Saturday, January 31, 2004

That's it.
I'm done.
I just cannot win.
I can't.
So, as of now, I officially give up.

I'm tired...I'm just tired. No matter what I do, I can't win. Today, I go to get my car fixed...the blower motor. My dad, thankfully, had one laying around. Great. Even changed my oil. I will pay him back for his time (I picked up breakfast...big deal, $6) eventually. But I successfully got things taken care of without worrying about shelling out my money. Even washed the car at the dealership for nothing. Not spotless, but you know what? Pretty damn better looking than it had been.

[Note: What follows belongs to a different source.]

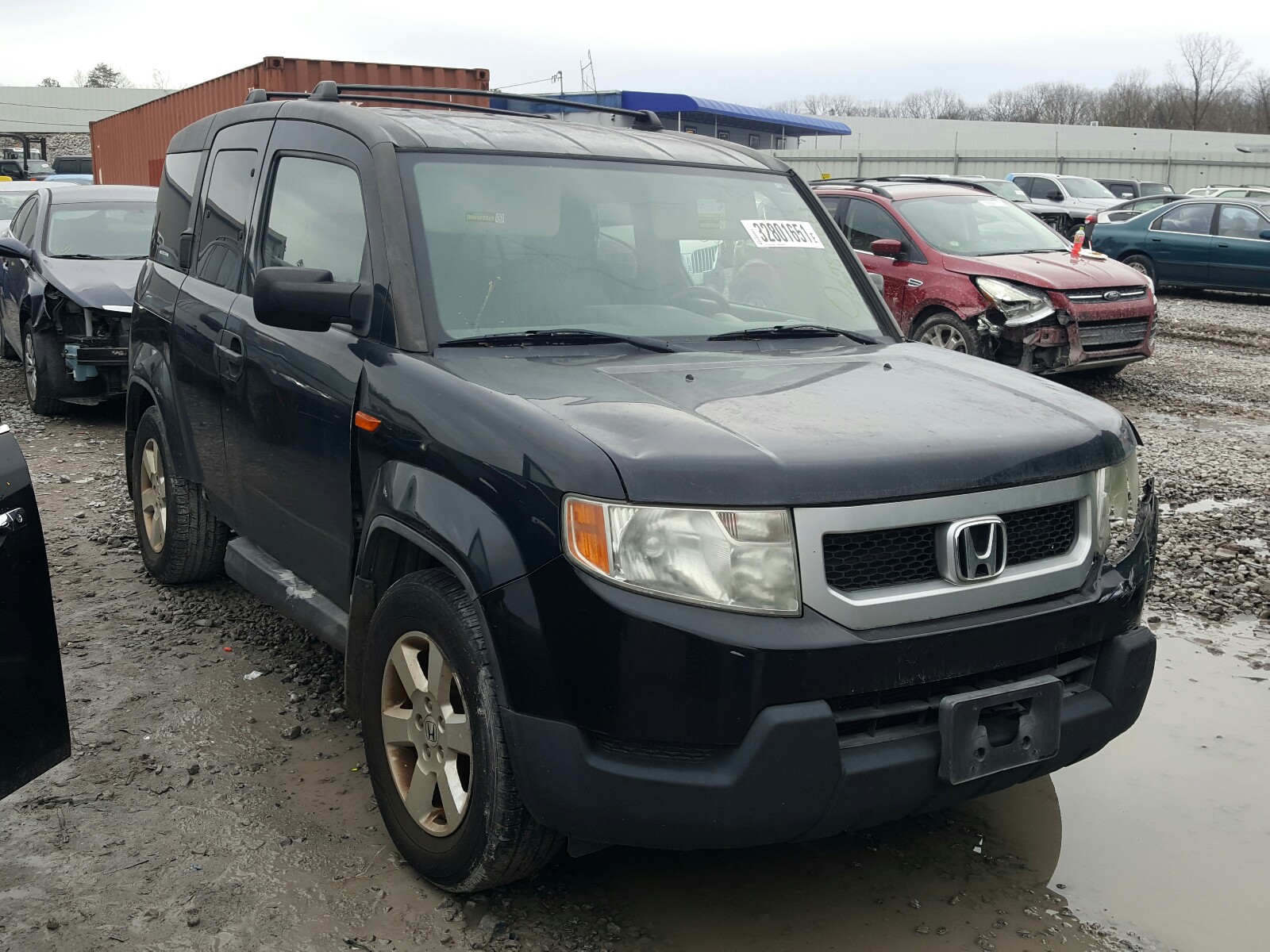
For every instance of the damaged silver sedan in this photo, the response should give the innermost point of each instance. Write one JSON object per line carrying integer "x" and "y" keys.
{"x": 70, "y": 264}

Now, about five minutes ago, after finishing vacuuming for about 2.5 hours everything in sight, I sit down to check email...I hear a car accelerate outside, and then hear a slight crashing crack as the car speeds by. Before I could get up to look, I realize, great, my car alarm is sounding...fantastic.

My driver's side mirror, which survived a light tapping months ago to hang by the wires but remain functional, is now in about four dozen pieces all over the street. The main part of it, I couldn't even find when I went to get as much of the glass out of the street as possible. Will the jackass come back? Doubtful, probably impossible. Did I see the car? Sadly, I didn't react quickly enough, even though I was near the window. The fact that I heard it was a stroke of luck anyway, given all the vaccuuming I'd been doing, only to stop to basically hear this.

But it kills me. I lived for 20 years down the street from a tavern (my parents' house), and only once did anyone hit any family car. Now, I live here, where there aren't any taverns on the corner, and I've been clipped twice.

I had driven screws into the thing to hold it on...and as stupid as that looked, it worked, and I successfully avoided having to buy a new mirror, which would cost about $80, part alone. Now, I just want to freakin' cry. Because I can't win.

And it's not even just the money factor. It's like, great, a weight lifted off my shoulders in getting the car fixed, and I get about three hours to relish it, and then something else happens.

I get one damned thing taken care of, and something else falls right in my lap. No matter how much I talk about changing this "money wasting" cycle, it goes on without my consent.

This, folks, is a main reason why I have no money and why I bitch. Because things like this happen, over which I have little to no control. Maybe these things happen to everyone, but man, it sure doesn't seem like it. And I realize that this is obviously, in the grand scheme of things, very minimal...(not direct shots at any of you, just examples...) I don't have to worry about getting shot at work, I don't have to worry about surgeries and my health (to an extent), I don't have to worry about being treated like horseshit and phased out at my job and I don't have to worry about much that's all that important.

But this is like getting beaten up psychologically. And that's not easy when it's a continual pummelling.

This is not to mention the fact that I wasn't in the mood for this...given that I threw out my lower back this morning...so my back is sore and now my brain and psyche as well.

I did not post this for pity, is the point of one of the above paragraphs. I posted it because I need to vent. I need to tell someone, and since I'm a journalist, well, this is my journal and I will write it here. You can read if you want, or continue on with your lives. Either way is fine...it has served its purpose.